This sounds like something one of my conservative mid-60s uncles would send around, along with a few Fox News articles.
The first moonwalk took place forty five years ago and www.washingtonspectacle.com thinks it's a perfect time to reflect on where America was four decades ago, and where it is now.
When the moon landing took place all those years ago, America was in the midst of the biggest upheaval since the Civil War–an unpopular war in Vietnam was raging, the struggle for civil rights was marred by assassinations of major black and white leaders, and the nation was on the verge of its own civil destruction.
In the midst of all that, Neil Armstrong focused the attention of the nation and the world on what seemed to be the most important moment in the life of our country. And for that moment, we forgot about the strife that was threatening to undermine and destroy everything we had fought for all those years.
Today, we find ourselves similarly separated by internal and political strife. Our divided nation yearns for that one moment when we can all set aside our differences and look to a common future. Where is that moment?

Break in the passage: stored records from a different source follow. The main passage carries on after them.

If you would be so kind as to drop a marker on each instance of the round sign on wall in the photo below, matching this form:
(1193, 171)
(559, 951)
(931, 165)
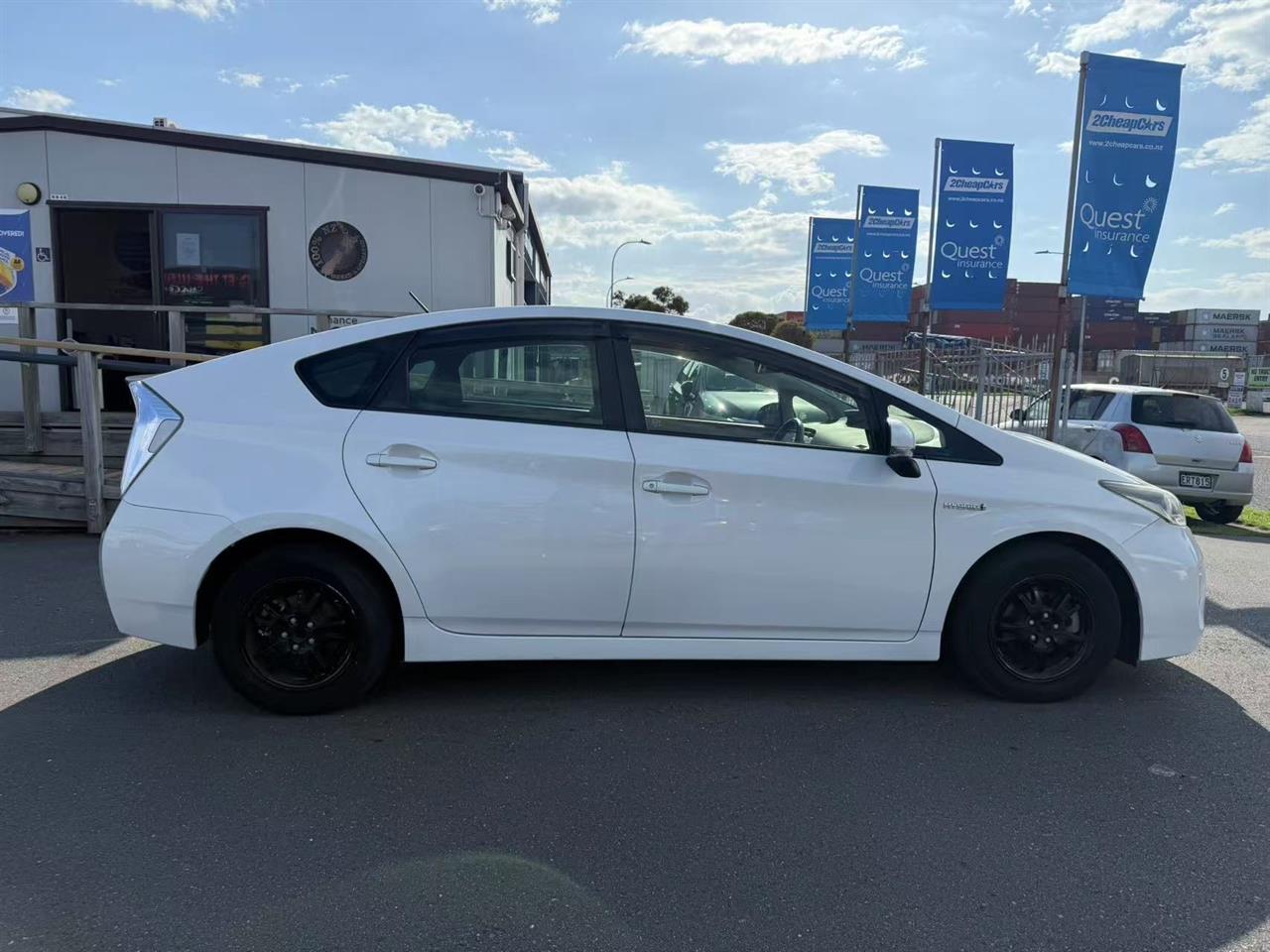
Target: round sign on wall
(336, 250)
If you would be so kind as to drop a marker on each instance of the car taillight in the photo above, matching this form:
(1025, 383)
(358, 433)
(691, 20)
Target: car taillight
(1132, 439)
(157, 420)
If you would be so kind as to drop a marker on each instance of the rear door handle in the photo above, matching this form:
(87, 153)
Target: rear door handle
(676, 489)
(405, 462)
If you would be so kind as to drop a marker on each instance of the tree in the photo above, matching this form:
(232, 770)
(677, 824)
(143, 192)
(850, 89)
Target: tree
(794, 333)
(757, 321)
(663, 299)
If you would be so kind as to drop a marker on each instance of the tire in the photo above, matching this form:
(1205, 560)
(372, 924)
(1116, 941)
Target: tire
(1218, 513)
(303, 629)
(1000, 645)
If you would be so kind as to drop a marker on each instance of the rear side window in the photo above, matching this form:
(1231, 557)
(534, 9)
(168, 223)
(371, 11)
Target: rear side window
(550, 381)
(1087, 405)
(1189, 412)
(349, 376)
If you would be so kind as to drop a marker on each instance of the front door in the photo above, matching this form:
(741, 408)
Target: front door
(495, 463)
(765, 507)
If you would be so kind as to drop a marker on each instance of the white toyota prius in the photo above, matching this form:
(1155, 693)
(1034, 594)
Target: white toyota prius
(550, 483)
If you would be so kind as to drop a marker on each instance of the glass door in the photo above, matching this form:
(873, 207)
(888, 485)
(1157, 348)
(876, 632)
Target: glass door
(105, 257)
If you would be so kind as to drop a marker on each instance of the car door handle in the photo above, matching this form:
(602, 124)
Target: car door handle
(676, 489)
(405, 462)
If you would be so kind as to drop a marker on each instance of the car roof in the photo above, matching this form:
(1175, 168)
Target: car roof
(1123, 389)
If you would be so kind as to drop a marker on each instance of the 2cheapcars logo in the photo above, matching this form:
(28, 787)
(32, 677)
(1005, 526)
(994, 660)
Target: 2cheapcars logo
(1129, 123)
(1124, 227)
(960, 182)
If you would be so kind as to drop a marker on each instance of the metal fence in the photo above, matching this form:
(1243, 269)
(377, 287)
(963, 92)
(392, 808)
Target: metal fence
(998, 386)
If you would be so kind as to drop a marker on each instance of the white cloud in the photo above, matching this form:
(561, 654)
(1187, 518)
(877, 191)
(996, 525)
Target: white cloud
(370, 128)
(1255, 243)
(518, 158)
(199, 9)
(606, 207)
(238, 77)
(1227, 44)
(798, 44)
(1230, 290)
(1053, 62)
(797, 166)
(536, 12)
(1129, 18)
(40, 100)
(1247, 149)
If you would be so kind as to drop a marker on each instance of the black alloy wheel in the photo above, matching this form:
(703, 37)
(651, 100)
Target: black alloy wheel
(302, 634)
(1043, 629)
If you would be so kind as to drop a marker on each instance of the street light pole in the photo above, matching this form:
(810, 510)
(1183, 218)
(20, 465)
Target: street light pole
(612, 266)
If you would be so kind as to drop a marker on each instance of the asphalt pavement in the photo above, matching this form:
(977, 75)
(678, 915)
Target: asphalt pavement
(1256, 429)
(626, 806)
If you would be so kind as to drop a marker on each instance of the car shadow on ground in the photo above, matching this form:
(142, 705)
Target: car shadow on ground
(631, 805)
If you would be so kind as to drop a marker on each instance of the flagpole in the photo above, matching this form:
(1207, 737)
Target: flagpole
(1065, 302)
(929, 313)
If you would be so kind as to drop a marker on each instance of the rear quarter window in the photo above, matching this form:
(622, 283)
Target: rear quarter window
(348, 376)
(1183, 412)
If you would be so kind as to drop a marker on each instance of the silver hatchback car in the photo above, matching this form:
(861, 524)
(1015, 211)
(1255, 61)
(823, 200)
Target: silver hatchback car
(1183, 442)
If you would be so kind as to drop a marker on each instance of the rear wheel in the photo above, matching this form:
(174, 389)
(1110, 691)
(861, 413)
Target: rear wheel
(303, 630)
(1218, 513)
(1038, 622)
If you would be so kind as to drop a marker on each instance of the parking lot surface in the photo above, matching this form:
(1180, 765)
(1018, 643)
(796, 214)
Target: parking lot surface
(625, 806)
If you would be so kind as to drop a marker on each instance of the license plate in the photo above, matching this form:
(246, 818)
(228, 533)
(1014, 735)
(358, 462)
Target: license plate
(1197, 480)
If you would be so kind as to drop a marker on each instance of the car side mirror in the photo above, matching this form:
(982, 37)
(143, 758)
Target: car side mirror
(903, 444)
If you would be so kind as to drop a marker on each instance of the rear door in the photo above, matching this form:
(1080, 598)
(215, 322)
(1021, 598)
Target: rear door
(1188, 429)
(495, 462)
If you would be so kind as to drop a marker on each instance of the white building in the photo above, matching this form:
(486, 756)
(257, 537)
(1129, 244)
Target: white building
(154, 214)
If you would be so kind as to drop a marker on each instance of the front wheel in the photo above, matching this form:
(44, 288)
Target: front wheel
(1038, 622)
(303, 629)
(1218, 513)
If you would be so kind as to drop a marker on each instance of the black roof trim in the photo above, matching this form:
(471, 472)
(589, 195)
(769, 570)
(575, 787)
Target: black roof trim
(261, 148)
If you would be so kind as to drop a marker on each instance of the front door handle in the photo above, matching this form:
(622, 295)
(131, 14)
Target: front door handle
(676, 489)
(405, 462)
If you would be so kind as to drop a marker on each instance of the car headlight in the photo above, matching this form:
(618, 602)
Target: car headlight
(1161, 502)
(155, 422)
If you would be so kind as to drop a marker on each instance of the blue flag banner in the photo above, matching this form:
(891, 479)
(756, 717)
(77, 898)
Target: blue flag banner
(17, 286)
(973, 213)
(1125, 163)
(829, 254)
(885, 244)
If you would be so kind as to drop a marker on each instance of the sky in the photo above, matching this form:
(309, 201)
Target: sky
(711, 130)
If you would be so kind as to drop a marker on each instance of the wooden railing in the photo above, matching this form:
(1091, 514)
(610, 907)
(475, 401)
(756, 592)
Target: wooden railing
(89, 359)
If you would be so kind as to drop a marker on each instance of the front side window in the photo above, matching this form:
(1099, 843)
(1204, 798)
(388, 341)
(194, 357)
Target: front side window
(550, 381)
(733, 393)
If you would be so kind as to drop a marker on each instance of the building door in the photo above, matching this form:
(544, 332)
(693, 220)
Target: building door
(182, 255)
(107, 257)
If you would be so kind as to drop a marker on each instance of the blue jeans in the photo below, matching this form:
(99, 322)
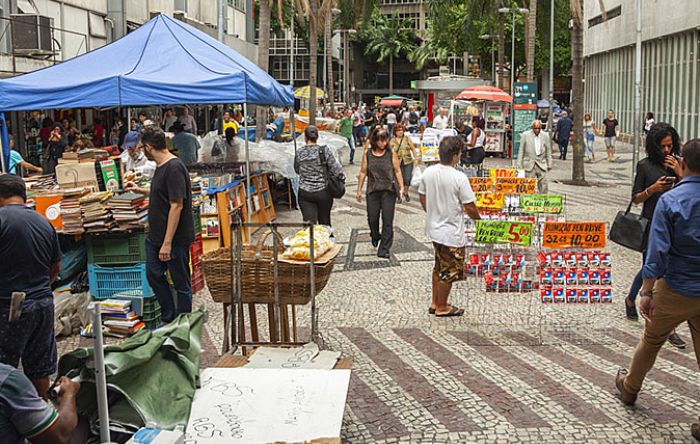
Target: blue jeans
(179, 268)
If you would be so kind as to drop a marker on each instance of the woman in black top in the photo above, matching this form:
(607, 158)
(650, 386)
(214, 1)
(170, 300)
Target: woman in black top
(384, 184)
(315, 201)
(656, 174)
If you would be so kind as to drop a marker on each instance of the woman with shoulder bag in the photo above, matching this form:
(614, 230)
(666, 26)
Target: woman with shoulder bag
(656, 174)
(408, 156)
(315, 200)
(380, 165)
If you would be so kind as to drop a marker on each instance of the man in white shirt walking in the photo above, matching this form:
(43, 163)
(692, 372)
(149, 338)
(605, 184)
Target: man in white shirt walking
(535, 155)
(440, 121)
(445, 195)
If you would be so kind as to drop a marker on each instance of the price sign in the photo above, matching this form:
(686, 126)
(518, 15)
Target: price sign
(588, 235)
(490, 201)
(503, 232)
(542, 203)
(516, 185)
(481, 184)
(502, 172)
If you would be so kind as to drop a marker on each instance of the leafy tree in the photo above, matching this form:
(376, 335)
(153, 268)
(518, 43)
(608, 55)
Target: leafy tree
(388, 38)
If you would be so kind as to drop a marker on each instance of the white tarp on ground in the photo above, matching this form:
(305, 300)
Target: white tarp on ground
(241, 405)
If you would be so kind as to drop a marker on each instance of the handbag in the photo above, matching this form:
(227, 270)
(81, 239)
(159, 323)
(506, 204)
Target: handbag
(335, 184)
(630, 230)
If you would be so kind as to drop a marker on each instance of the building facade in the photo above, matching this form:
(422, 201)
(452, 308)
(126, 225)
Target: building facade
(670, 62)
(38, 33)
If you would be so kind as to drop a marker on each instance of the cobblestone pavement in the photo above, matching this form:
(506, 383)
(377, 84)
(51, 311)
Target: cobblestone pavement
(510, 370)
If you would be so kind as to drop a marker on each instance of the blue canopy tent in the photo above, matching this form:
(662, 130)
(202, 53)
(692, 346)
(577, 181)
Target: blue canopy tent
(163, 62)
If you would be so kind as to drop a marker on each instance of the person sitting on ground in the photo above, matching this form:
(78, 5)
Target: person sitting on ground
(446, 195)
(31, 262)
(133, 158)
(26, 417)
(186, 144)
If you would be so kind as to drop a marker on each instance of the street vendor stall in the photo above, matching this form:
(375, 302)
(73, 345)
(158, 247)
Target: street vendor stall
(491, 103)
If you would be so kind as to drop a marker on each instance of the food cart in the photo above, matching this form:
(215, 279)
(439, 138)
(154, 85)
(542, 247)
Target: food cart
(491, 103)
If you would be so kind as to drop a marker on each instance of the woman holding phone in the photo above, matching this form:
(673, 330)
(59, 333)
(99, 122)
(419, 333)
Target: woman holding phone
(656, 174)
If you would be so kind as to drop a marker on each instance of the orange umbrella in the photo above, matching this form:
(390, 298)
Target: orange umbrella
(484, 92)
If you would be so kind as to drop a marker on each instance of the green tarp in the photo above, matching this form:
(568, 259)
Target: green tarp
(157, 372)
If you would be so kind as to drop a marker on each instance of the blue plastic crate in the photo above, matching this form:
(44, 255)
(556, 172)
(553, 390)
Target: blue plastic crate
(106, 281)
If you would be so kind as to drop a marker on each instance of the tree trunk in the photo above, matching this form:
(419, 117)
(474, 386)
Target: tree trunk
(329, 56)
(532, 26)
(578, 173)
(313, 60)
(391, 74)
(501, 52)
(263, 63)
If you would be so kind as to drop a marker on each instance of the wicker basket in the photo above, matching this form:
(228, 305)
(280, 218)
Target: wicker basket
(257, 273)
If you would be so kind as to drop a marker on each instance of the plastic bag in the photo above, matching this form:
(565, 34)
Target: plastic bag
(417, 176)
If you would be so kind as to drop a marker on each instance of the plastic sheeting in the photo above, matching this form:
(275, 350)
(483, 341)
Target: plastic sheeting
(163, 62)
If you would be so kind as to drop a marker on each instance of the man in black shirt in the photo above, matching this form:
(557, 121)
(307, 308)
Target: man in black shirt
(171, 225)
(31, 260)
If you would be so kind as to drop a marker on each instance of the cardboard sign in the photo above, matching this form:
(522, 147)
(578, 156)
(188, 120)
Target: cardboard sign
(584, 235)
(490, 201)
(481, 184)
(503, 232)
(502, 172)
(542, 203)
(516, 185)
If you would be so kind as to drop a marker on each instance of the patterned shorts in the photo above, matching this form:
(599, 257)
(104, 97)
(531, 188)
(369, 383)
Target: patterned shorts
(449, 263)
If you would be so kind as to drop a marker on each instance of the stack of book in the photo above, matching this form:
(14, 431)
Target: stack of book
(130, 210)
(71, 212)
(119, 318)
(84, 155)
(96, 215)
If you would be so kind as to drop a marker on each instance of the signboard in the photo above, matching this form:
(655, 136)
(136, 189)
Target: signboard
(524, 111)
(502, 172)
(590, 235)
(490, 201)
(542, 203)
(481, 184)
(503, 232)
(516, 185)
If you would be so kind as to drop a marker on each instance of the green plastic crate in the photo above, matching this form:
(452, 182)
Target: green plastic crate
(116, 248)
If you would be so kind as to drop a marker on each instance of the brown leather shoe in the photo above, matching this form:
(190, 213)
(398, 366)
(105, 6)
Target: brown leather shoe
(695, 430)
(626, 397)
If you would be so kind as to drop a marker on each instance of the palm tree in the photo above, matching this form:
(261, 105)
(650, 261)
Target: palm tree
(532, 26)
(387, 38)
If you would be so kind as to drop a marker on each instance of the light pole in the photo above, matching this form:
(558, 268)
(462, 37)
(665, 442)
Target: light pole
(493, 60)
(346, 63)
(550, 116)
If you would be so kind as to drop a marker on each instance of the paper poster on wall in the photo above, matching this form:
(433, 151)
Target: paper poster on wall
(240, 405)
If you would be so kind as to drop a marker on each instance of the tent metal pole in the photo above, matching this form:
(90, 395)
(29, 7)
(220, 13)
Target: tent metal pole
(247, 160)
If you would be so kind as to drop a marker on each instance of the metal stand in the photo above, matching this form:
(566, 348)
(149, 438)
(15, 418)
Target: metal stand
(236, 311)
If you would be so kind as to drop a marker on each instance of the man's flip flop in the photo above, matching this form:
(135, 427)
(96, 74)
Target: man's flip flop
(454, 311)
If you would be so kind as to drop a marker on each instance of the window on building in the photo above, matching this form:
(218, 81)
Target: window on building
(597, 20)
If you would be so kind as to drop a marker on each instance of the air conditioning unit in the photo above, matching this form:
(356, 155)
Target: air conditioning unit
(32, 34)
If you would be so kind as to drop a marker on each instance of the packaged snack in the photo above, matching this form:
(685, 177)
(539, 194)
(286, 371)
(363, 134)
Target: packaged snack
(559, 276)
(547, 295)
(547, 276)
(559, 295)
(582, 295)
(583, 276)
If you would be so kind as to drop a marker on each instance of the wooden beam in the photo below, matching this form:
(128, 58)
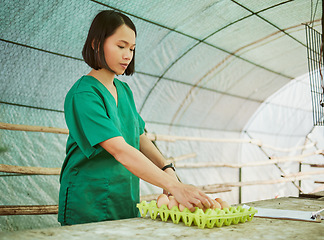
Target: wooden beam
(29, 210)
(29, 170)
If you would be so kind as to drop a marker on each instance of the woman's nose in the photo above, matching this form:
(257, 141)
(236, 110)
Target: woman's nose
(127, 55)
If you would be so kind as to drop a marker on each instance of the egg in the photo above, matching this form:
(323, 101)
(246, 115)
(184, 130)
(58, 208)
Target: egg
(216, 205)
(219, 200)
(172, 202)
(181, 207)
(162, 200)
(225, 205)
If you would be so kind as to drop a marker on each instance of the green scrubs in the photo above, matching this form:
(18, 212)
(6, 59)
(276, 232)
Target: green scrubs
(94, 185)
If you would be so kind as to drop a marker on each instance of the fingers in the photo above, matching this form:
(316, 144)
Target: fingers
(198, 203)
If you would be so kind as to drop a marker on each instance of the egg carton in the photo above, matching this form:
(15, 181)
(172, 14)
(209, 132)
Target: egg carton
(210, 218)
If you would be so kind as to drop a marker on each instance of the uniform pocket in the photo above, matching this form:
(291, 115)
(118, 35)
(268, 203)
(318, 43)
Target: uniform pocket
(86, 202)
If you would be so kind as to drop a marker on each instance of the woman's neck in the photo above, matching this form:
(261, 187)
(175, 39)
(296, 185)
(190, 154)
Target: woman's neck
(104, 76)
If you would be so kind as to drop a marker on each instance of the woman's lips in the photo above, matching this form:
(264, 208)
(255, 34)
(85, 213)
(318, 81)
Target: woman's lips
(124, 65)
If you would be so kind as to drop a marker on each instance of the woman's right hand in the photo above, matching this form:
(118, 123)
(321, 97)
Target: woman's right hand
(191, 197)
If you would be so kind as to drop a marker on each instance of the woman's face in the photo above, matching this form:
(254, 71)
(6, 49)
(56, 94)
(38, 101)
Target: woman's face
(119, 49)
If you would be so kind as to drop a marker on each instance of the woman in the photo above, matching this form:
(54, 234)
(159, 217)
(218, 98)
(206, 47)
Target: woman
(107, 151)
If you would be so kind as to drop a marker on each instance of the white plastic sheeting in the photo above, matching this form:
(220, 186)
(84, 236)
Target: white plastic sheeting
(203, 69)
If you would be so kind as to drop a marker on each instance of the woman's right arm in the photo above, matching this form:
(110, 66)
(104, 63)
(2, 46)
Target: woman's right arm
(142, 167)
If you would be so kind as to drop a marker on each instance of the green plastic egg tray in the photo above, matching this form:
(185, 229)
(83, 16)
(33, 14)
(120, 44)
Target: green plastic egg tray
(201, 219)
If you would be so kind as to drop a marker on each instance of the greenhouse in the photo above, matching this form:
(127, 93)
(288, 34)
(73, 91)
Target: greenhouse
(231, 93)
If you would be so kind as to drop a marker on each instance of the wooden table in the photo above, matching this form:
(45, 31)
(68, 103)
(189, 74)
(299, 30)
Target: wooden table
(146, 228)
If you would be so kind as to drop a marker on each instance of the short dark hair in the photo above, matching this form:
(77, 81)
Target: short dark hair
(103, 26)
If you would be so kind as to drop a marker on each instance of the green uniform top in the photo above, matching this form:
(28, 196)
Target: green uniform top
(94, 185)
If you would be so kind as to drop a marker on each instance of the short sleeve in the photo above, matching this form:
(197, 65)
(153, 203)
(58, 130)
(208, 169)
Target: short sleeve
(88, 121)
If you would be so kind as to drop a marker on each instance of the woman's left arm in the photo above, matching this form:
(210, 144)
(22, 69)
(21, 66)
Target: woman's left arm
(152, 153)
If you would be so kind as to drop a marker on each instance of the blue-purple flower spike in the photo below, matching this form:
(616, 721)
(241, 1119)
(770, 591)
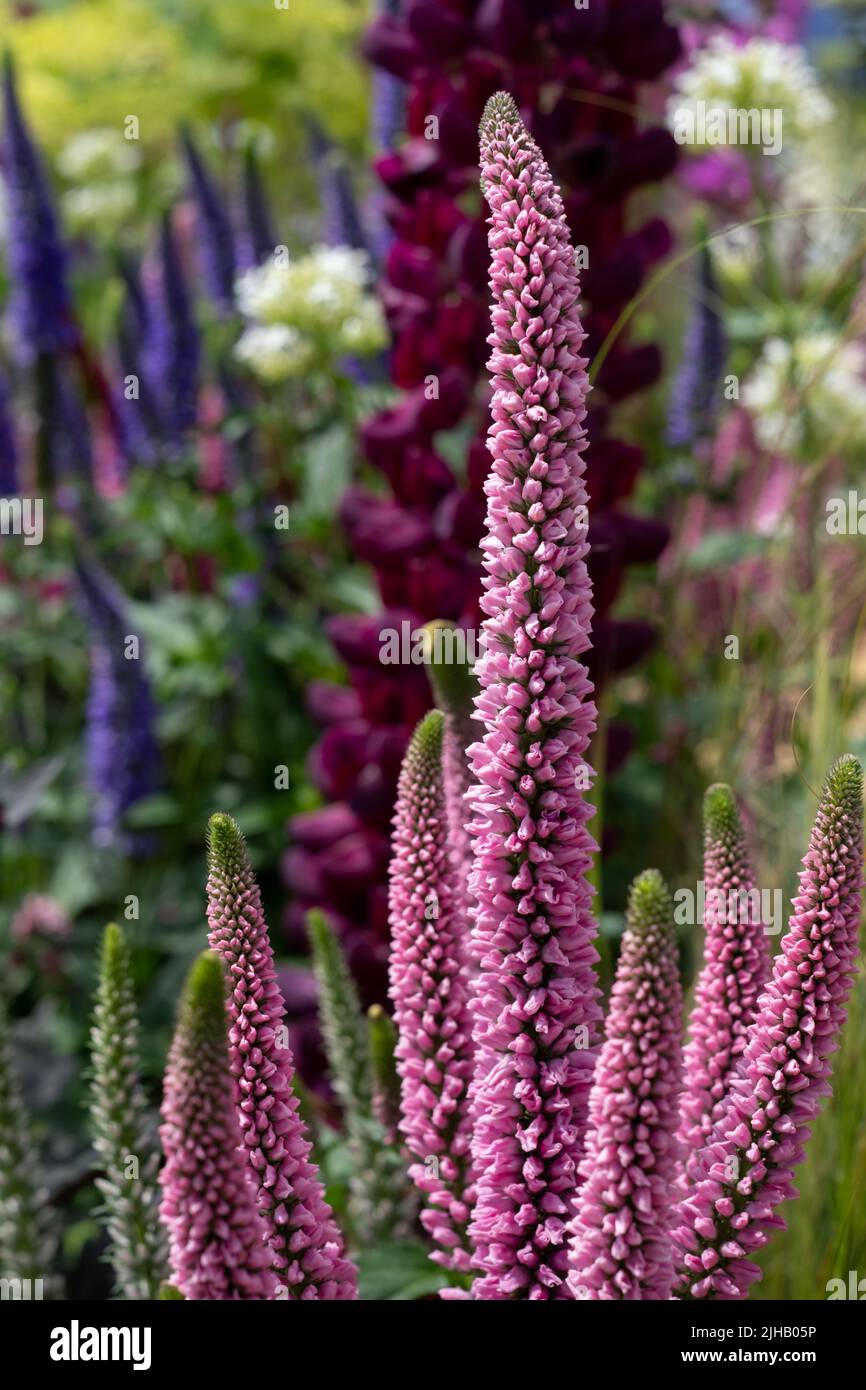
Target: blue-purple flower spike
(121, 744)
(217, 238)
(173, 349)
(695, 392)
(41, 305)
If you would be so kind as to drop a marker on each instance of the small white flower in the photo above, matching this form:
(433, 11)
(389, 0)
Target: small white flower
(820, 378)
(321, 298)
(97, 154)
(756, 75)
(364, 331)
(274, 352)
(99, 206)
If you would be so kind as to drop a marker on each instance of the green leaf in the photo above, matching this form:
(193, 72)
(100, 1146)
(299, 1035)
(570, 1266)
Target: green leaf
(726, 548)
(398, 1271)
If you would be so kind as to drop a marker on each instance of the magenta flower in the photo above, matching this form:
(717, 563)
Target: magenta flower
(747, 1171)
(537, 1008)
(620, 1246)
(306, 1244)
(217, 1239)
(428, 991)
(736, 968)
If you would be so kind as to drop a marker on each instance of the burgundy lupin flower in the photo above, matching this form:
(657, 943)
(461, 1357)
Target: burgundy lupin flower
(217, 1239)
(537, 1009)
(620, 1246)
(428, 993)
(734, 972)
(306, 1244)
(748, 1168)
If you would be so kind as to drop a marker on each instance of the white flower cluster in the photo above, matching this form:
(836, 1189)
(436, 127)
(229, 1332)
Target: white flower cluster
(755, 75)
(307, 312)
(820, 380)
(103, 163)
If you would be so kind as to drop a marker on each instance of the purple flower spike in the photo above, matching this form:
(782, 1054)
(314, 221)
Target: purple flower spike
(216, 234)
(42, 307)
(736, 969)
(217, 1239)
(697, 389)
(428, 991)
(9, 446)
(620, 1233)
(306, 1244)
(537, 1004)
(259, 225)
(173, 349)
(748, 1168)
(123, 751)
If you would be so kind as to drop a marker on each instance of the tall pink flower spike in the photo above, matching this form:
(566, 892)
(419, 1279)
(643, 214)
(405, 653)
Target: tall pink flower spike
(428, 991)
(620, 1246)
(734, 972)
(535, 998)
(306, 1244)
(748, 1168)
(216, 1235)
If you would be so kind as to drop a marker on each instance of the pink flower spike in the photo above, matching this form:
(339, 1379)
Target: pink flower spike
(747, 1169)
(619, 1235)
(305, 1240)
(535, 998)
(428, 993)
(217, 1239)
(736, 969)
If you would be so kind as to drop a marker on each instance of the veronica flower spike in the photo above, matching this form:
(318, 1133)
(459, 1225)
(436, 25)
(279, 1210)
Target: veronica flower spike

Increasingly, we look away from Washington D.C. for solutions to our problems. Politicians have disappointed us one time too often and we are unable any longer take their promises of a rosy future with any seriousness.
Years ago when Richard Nixon was running for president, a desperate citizen held up a placard, begging the presidential candidate to help the nation in its hour of challenge. "Bring us together," the placard implored. We know what followed. If the political parties of this country intend to regain any of their viability, they'd best remember that placard and what it meant–and could mean–for the good of this country.